DISCUS SVP for economic & strategic analysis, David Ozgo, predicts 2016 will bring wholesaler realignment and consolidation in the US. In January, Southern Wine & Spirits announced plans to merge with Glazers and Breakthru Beverage Group, the result of a part-merger between alcoholic drinks wholesalers The Charmer Sunbelt Group and Wirtz Beverage, became operational at the start of the year. Following the DISCUS event, Nomura's Shackleton noted: "DISCUS sees consolidation improving the access to consumers." He added that Nomura had recently noted consolidation could lead to the "development of two more aligned systems in US wine and spirit wholesaling," which he believes could create efficiency gains for the industry.

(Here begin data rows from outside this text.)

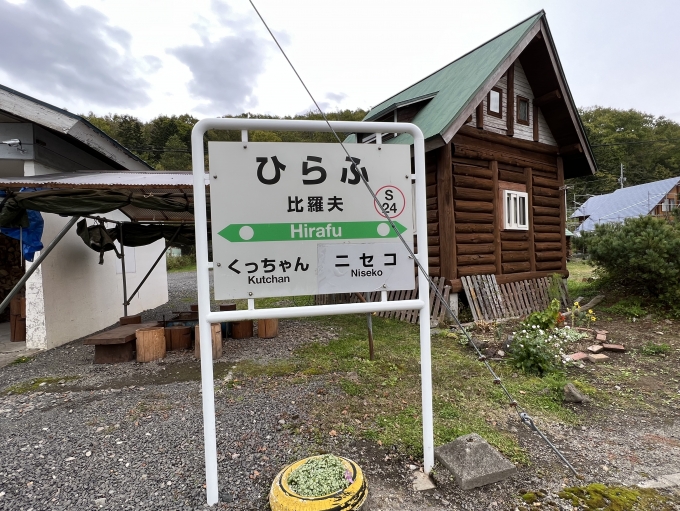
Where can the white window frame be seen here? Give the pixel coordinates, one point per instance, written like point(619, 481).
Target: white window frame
point(512, 210)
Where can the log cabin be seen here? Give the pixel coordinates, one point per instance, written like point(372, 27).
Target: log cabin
point(502, 133)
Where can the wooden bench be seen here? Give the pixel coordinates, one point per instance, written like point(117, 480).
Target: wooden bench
point(116, 345)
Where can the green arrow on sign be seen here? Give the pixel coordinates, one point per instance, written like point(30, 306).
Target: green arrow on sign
point(237, 233)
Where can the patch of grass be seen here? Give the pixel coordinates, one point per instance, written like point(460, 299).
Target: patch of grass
point(22, 360)
point(654, 349)
point(598, 496)
point(36, 383)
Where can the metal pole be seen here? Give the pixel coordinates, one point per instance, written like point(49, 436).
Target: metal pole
point(122, 262)
point(36, 263)
point(153, 266)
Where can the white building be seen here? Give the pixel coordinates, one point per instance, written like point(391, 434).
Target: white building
point(71, 295)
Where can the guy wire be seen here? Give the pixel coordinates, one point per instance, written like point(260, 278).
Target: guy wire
point(523, 415)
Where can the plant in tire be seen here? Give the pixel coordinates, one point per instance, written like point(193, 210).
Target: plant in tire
point(320, 476)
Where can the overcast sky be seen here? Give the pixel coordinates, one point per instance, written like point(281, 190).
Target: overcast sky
point(214, 57)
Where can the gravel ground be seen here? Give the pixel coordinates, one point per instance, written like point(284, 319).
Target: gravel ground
point(129, 436)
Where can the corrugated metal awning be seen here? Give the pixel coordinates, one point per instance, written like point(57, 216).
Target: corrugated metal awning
point(144, 182)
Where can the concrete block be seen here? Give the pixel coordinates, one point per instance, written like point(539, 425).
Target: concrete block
point(578, 356)
point(422, 482)
point(473, 462)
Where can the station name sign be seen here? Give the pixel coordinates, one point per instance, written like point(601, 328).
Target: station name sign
point(296, 219)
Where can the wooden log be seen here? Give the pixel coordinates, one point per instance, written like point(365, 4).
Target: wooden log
point(550, 202)
point(547, 228)
point(544, 247)
point(479, 269)
point(547, 220)
point(516, 267)
point(477, 248)
point(114, 353)
point(242, 329)
point(464, 260)
point(472, 182)
point(447, 221)
point(473, 207)
point(130, 320)
point(543, 211)
point(549, 265)
point(216, 338)
point(473, 218)
point(177, 338)
point(475, 238)
point(515, 236)
point(547, 236)
point(473, 171)
point(473, 228)
point(515, 245)
point(267, 328)
point(512, 177)
point(150, 344)
point(514, 257)
point(460, 192)
point(546, 183)
point(546, 192)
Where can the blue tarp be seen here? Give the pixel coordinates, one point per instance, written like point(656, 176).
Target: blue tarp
point(31, 235)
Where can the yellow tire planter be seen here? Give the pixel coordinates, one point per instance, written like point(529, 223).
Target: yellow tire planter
point(283, 498)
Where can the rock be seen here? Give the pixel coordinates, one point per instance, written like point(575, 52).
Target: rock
point(573, 395)
point(577, 356)
point(422, 482)
point(473, 462)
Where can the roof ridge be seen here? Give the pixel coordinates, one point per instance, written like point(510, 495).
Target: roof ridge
point(540, 13)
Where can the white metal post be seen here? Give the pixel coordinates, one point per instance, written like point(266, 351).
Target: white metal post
point(206, 317)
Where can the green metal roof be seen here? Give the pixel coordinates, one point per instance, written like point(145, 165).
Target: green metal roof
point(454, 85)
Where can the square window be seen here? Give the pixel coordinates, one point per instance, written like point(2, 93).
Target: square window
point(516, 210)
point(522, 110)
point(494, 102)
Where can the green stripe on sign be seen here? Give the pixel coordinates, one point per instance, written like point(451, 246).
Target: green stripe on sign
point(309, 231)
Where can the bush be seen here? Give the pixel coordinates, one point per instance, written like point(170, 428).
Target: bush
point(641, 255)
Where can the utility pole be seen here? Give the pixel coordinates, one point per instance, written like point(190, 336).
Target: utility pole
point(622, 179)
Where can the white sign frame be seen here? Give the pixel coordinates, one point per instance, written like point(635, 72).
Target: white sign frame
point(206, 317)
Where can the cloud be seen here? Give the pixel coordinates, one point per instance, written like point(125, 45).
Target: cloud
point(225, 71)
point(70, 53)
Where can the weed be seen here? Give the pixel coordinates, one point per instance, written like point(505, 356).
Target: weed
point(653, 349)
point(36, 383)
point(22, 360)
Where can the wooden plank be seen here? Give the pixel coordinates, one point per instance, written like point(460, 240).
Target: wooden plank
point(461, 192)
point(481, 248)
point(472, 171)
point(510, 108)
point(497, 217)
point(447, 222)
point(532, 252)
point(563, 212)
point(118, 335)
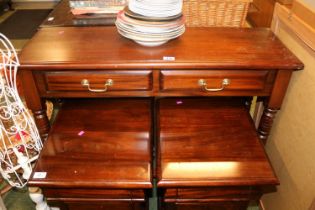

The Millennial voyage of discovery is pushing innovation and premiumisation in the spirits segment, according to DISCUS. As well as new brands, we have recently seen long-established brands such as Diageo's Smirnoff, look to chase Millennial money. 2015's buzzword is set to continue into this year.
Craft and heritage
Whether you like the word or not, the craft movement continues to be a key contributor to the steady growth of the US spirits industry, says DISCUS. The number of micro-distilleries has gone from 92 in 2010 to around 750 in 2015, according to the trade group. But, Ozgo adds a word of caution: "Some will flourish, some will fail. Some will be acquired." On the overall heritage picture, consumer fascination with provenance looks to be "dovetailing with spirits' authentic heritage," he says.
Home run for home-trade
DISCUS predicts that delivery services will grow markedly in 2016. The likes of Drizly, Minibar and Amazon have been making great leaps to ensure home delivery meets consumer demands. From Drizly's recent partnership with food-focused social network Allrecipes to have both alcohol and ingredients delivered to the door, to Amazon's one-hour delivery service, drinking at home has never been so convenient for consumers to organise.
The health debate will continue
New US dietary guidelines define moderate drinking as one drink per day for women and up to two per day for men. The Dietary Guidelines for Americans 2015-2020 document also outlines drink equivalents, which show how different strengths of beer, wine and spirits compare. And, of course, there's a section on calories. Above all, though, the guidelines show that moderate drinking can be part of a healthy adult diet.